I first met John Walker during a trip to visit his family before my junior year of college, in 1995. Although six years his senior, I found John to be a mature and thoughtful individual whose interests and curiosities closely paralleled my own. We both nurtured a fledgling interest in Islam that chiefly centered around the pseudo-Muslim murmurs within hiphop music. While my interest in Islam stalled around issues of social freedom and self-gratification, John exhibited a glowing innocence that propelled him to openly investigate the truth of Islam.
After graduating from college in 1997, I moved to the Bay Area, and John and I had a chance to spend more time together. It was then that he finally declared his faith in Islam. Having witnessed various intervals of his journey, it was clear that conversion brought him an inner satisfaction and a sense of completion. John, now Sulayman, introduced me to some knowledgeable Muslims who were able to answer some of my nagging questions about the religion. Soon after, I took the shahada as well and accepted Islam. As I began to meet Muslims in the Bay Area, those who already knew Sulayman spoke of him with admiration and enthusiasm. I can still remember the smiles people offered me when I mentioned that I was his cousin.
Sulayman and I only spent a short time together after we had both become Muslim. I moved to the East coast, and Sulayman eventually left for Yemen to begin learning Arabic. For several years, although I identified myself as Muslim, I dragged my feet in making the necessary changes in life-abandoning haram practices, establishing prayer and fasting. It wasn't until I got married in 1999 that I began to address my lack of attention to Islam. At this time, Sulayman was in Yemen for the second time, and we began communicating by email.
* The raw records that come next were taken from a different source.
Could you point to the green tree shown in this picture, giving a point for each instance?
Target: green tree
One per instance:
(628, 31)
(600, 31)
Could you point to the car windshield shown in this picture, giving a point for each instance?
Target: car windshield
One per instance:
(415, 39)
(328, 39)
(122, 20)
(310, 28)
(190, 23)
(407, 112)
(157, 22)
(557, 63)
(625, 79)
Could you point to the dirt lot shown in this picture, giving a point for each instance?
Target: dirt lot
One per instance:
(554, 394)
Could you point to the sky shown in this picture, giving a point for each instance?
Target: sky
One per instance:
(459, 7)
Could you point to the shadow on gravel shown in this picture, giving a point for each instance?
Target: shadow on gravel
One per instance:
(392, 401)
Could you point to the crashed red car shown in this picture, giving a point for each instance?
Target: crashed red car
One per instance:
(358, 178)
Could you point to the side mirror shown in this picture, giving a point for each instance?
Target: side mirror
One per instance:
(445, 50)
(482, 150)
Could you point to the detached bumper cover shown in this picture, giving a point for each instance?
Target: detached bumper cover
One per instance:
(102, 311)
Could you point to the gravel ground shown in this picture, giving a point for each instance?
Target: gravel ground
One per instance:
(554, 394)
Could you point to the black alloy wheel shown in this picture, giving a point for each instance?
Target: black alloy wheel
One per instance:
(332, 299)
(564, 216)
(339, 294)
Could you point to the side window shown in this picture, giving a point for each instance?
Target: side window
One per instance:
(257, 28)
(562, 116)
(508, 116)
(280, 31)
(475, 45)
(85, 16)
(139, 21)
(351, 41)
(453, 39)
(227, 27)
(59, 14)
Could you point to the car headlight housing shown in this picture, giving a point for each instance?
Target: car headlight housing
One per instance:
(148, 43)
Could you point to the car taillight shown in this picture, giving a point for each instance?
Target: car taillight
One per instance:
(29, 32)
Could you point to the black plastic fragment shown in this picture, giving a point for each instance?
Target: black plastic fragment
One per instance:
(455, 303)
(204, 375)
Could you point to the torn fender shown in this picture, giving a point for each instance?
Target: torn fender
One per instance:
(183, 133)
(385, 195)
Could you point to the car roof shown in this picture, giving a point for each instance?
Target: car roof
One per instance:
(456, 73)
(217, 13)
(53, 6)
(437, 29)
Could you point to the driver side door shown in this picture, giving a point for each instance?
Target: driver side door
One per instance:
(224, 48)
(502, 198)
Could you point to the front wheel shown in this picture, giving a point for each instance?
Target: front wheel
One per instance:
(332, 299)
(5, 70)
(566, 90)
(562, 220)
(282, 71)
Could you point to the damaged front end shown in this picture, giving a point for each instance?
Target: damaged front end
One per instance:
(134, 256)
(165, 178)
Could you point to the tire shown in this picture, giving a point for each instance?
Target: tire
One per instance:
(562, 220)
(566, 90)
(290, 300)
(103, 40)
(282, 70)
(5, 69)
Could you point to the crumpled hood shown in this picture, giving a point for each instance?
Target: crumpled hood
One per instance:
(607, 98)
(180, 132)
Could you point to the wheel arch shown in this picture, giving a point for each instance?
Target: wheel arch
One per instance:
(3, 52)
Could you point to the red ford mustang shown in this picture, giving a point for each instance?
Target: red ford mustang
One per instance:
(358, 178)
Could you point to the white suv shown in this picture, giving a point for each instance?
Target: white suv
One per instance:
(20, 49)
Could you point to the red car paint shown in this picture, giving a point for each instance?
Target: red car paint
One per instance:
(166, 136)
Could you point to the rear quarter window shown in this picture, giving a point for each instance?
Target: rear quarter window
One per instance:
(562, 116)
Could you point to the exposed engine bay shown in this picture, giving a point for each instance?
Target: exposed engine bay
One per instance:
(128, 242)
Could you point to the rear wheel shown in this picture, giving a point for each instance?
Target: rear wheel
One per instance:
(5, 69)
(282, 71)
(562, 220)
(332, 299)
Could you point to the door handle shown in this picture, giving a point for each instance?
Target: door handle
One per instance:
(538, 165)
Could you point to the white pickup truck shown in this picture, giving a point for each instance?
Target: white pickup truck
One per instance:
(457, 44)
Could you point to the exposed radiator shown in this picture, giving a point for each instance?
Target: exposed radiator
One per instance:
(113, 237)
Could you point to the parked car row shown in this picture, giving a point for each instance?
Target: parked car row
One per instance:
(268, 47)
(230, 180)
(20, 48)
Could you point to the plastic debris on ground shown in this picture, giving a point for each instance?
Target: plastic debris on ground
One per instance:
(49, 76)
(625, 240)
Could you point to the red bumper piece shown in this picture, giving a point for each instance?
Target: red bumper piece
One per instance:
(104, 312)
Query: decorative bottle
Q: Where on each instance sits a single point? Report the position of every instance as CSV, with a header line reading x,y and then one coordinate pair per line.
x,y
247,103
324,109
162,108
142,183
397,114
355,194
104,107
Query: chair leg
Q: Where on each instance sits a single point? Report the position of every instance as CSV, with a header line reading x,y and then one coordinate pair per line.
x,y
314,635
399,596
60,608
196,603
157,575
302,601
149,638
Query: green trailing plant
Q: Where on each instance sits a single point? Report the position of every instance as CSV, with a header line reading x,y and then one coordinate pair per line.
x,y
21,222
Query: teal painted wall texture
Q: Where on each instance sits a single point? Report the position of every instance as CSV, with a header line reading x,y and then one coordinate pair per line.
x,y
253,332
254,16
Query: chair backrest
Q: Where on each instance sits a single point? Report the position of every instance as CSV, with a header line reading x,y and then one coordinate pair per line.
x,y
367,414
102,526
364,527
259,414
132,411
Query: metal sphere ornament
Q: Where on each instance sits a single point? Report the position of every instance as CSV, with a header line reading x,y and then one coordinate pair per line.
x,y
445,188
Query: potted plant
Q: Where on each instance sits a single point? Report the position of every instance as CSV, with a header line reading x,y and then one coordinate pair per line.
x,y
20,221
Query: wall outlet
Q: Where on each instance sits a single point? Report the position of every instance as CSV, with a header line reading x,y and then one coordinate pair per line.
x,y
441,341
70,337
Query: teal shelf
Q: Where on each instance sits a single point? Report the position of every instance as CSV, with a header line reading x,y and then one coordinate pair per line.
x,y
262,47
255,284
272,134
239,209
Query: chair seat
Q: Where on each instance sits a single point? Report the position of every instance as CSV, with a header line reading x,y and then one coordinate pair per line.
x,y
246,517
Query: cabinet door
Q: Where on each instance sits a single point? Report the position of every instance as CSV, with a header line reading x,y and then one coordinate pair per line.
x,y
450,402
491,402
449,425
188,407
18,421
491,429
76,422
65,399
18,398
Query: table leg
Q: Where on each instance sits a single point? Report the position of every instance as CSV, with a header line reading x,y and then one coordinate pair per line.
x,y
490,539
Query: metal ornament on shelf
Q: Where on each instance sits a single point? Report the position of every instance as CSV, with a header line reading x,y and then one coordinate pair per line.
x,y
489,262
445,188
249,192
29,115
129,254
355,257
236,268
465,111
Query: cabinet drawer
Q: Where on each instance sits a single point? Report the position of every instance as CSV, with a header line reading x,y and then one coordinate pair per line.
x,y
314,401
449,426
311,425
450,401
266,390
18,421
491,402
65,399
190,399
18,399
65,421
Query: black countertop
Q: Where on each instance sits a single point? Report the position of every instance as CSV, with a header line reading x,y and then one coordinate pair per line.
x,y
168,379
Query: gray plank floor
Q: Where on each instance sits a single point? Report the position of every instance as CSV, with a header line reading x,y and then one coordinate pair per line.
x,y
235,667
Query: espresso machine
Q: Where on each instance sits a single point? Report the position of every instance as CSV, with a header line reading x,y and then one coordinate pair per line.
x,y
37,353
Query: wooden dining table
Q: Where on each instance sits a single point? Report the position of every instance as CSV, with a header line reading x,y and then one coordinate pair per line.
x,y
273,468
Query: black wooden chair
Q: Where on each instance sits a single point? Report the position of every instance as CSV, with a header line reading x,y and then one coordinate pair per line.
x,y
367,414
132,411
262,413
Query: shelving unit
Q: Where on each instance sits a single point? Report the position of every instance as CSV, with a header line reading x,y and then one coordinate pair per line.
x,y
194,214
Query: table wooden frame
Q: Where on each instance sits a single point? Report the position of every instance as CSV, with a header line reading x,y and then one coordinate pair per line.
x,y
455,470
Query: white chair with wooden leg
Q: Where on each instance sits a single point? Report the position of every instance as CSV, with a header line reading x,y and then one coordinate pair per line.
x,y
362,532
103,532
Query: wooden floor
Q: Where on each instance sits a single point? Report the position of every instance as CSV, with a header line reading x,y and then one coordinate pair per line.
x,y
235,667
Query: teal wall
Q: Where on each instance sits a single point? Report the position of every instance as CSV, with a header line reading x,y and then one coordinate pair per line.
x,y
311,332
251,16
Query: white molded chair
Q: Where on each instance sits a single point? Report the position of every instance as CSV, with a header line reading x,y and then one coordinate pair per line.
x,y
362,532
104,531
Like many Muslim converts, I was disillusioned by the unfortunate factionalism in the Islamic world. When I committed myself to practicing the religion properly, I still worried about navigating the various perspectives and in-fighting among Muslims. Sulayman has been portrayed by the media as impressionable and naïve-easily led into extremism. Yet, when I encountered different groups and schools of thought within Islam, I always found that Sulayman offered a carefully balanced and knowledgeable critique of various perspectives without condemning or damning those with whom he disagreed. In this area, Sulayman has been the most exemplary person I have known in his ability to balance an intense commitment to the purest elements of Islam with a general tolerance of other Muslims. Although he remains in the relatively early stages of Islamic knowledge, his personal qualities-faith, patience, piety, kindness-are like those that I have witnessed among the most learned in religion.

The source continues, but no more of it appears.